Why it matters: The country's top cyber defense agency, tasked with helping to secure everything from banks to power plants, is being left behind at a time when the industries it works with are deeply concerned about AI-powered cyberattacks overwhelming their defenses.
- Anthropic decided against a public release of Mythos due to its unprecedented ability to quickly discover and exploit security vulnerabilities.
- Instead, Anthropic provided it to more than 40 companies and organizations who are now testing it and working to shore up their systems.
- CISA is not on that list, the sources say.
State of play: Earlier this month, an Anthropic official told Axios the company briefed CISA and the Commerce Department on Mythos' capabilities.
- The Commerce Department's Center for AI Standards and Innovation has reportedly been testing Mythos.
- The NSA is also among the organizations using Mythos, despite the Department of Defense, which oversees the agency, having declared Anthropic is a "supply chain risk."
- It's unclear if the ongoing turmoil within the agency during the second Trump administration played any role in the agency not moving more swiftly to secure access.
- Spokespeople for CISA and Anthropic declined to comment.
The big picture: The Trump administration has spent the last year reducing capacity at CISA, instead opting to give more policy influence to the White House's national cyber director and pushing some programs to the state and local level.
- CISA's acting director Nick Andersen told lawmakers last week that the agency's resources are "more limited than I would like."
- Trump proposed cutting as much as $707 million from the agency's budget in the upcoming fiscal year.

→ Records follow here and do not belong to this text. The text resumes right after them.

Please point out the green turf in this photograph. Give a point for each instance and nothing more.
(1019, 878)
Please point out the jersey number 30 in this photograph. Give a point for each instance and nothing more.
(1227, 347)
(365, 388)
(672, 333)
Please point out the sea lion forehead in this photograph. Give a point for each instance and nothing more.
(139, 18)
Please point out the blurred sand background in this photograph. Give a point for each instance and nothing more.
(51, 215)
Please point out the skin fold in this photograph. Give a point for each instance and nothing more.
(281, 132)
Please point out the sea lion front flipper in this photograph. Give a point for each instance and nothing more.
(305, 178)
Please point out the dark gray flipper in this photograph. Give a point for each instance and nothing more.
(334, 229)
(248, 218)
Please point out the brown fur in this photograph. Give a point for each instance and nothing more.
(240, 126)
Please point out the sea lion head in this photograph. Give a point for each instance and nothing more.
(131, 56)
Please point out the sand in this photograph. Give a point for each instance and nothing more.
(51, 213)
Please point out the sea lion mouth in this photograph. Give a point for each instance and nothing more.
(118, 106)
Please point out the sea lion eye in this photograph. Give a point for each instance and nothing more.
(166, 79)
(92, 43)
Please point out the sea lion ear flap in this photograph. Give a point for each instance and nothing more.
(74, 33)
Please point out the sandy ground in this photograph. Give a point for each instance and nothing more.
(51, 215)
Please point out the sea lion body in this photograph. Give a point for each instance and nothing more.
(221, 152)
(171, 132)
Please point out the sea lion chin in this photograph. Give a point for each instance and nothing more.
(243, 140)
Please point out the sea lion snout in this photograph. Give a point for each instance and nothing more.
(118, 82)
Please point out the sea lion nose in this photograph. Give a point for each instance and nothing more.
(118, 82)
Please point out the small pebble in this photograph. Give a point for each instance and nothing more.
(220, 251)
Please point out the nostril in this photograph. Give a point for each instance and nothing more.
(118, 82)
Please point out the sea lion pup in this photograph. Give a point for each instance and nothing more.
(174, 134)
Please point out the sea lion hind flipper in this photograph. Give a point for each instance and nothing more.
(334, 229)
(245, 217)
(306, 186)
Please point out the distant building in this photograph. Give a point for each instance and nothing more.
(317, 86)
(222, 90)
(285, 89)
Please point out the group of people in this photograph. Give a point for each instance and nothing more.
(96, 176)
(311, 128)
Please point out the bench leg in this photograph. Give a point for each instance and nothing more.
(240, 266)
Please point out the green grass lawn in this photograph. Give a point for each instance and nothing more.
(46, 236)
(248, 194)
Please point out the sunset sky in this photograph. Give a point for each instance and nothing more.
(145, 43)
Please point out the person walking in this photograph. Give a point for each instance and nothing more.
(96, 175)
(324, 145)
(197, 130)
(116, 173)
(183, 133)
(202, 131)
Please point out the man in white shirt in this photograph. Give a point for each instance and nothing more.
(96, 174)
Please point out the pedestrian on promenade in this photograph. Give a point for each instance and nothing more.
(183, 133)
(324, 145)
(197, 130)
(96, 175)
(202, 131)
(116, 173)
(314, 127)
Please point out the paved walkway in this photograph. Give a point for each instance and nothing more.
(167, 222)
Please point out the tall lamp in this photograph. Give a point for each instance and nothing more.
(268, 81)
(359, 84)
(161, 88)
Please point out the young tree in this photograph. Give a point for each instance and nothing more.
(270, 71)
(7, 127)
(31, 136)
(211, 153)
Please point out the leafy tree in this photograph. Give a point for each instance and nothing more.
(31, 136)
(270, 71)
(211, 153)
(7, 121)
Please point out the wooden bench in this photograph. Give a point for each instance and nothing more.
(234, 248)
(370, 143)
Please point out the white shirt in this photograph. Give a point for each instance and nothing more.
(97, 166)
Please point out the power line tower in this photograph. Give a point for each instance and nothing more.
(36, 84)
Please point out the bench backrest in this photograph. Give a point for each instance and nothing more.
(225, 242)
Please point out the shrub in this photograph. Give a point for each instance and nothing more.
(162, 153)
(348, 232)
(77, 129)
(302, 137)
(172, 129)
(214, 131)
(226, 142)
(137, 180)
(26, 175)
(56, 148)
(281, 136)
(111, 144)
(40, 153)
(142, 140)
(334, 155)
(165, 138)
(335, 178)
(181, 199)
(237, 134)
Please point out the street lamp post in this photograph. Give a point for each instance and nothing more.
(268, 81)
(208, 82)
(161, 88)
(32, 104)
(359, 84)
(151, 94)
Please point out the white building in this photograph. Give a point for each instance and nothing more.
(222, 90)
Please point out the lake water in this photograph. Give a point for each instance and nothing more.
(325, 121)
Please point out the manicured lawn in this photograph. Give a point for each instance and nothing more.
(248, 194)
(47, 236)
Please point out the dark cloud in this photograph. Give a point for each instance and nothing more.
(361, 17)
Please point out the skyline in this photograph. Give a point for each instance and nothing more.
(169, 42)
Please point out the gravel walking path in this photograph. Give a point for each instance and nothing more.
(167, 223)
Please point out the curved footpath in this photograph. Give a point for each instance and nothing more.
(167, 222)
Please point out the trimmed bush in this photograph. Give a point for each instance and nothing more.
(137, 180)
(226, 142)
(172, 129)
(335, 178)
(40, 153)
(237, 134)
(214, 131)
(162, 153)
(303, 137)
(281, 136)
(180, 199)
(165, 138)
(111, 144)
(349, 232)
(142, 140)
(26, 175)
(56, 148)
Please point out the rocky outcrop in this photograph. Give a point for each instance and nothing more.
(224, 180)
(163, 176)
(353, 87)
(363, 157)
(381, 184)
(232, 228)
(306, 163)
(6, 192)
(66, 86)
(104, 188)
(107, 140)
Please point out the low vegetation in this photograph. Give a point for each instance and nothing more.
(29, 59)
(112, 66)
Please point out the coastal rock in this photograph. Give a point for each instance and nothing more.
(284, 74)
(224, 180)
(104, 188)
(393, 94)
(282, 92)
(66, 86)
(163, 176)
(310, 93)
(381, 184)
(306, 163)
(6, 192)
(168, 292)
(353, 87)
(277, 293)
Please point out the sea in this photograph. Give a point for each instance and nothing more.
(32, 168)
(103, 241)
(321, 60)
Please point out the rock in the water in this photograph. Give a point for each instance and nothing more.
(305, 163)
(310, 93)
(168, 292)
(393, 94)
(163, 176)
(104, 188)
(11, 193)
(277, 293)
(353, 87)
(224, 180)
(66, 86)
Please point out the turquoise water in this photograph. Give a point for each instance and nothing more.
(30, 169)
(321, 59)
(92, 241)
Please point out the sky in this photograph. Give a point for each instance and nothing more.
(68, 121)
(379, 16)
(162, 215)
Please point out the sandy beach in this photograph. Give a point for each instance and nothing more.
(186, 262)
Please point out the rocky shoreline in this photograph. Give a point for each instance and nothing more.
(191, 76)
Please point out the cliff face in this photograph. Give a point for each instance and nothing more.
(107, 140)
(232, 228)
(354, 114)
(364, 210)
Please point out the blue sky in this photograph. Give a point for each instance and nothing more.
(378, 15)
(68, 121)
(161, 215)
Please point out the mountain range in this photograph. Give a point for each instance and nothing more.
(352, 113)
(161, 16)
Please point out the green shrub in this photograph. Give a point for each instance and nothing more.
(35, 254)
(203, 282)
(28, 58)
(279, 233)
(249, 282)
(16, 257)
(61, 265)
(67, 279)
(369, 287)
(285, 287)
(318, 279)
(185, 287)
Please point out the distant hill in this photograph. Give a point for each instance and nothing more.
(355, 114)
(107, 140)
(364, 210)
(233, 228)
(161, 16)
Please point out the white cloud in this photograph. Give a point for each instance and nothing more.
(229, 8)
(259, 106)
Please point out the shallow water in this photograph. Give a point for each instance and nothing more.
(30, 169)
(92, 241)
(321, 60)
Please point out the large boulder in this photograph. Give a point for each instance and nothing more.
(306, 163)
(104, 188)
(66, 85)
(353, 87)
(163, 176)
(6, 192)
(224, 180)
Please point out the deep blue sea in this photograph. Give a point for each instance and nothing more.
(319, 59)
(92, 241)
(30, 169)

- CISA has already lost more than a third of its workforce and millions in funding.
Between the lines: National cyber director Sean Cairncross is among the Trump officials negotiating broader civilian agency access to Mythos.
- Treasury has also been negotiating access.
- Other organizations with access to Mythos have predominantly been using it to find exploitable security vulnerabilities in their own networks, sources tell Axios.
What to watch: Security teams at critical infrastructure organizations have often looked to CISA to share threat intelligence across their sectors and determine how to prioritize their security strategies.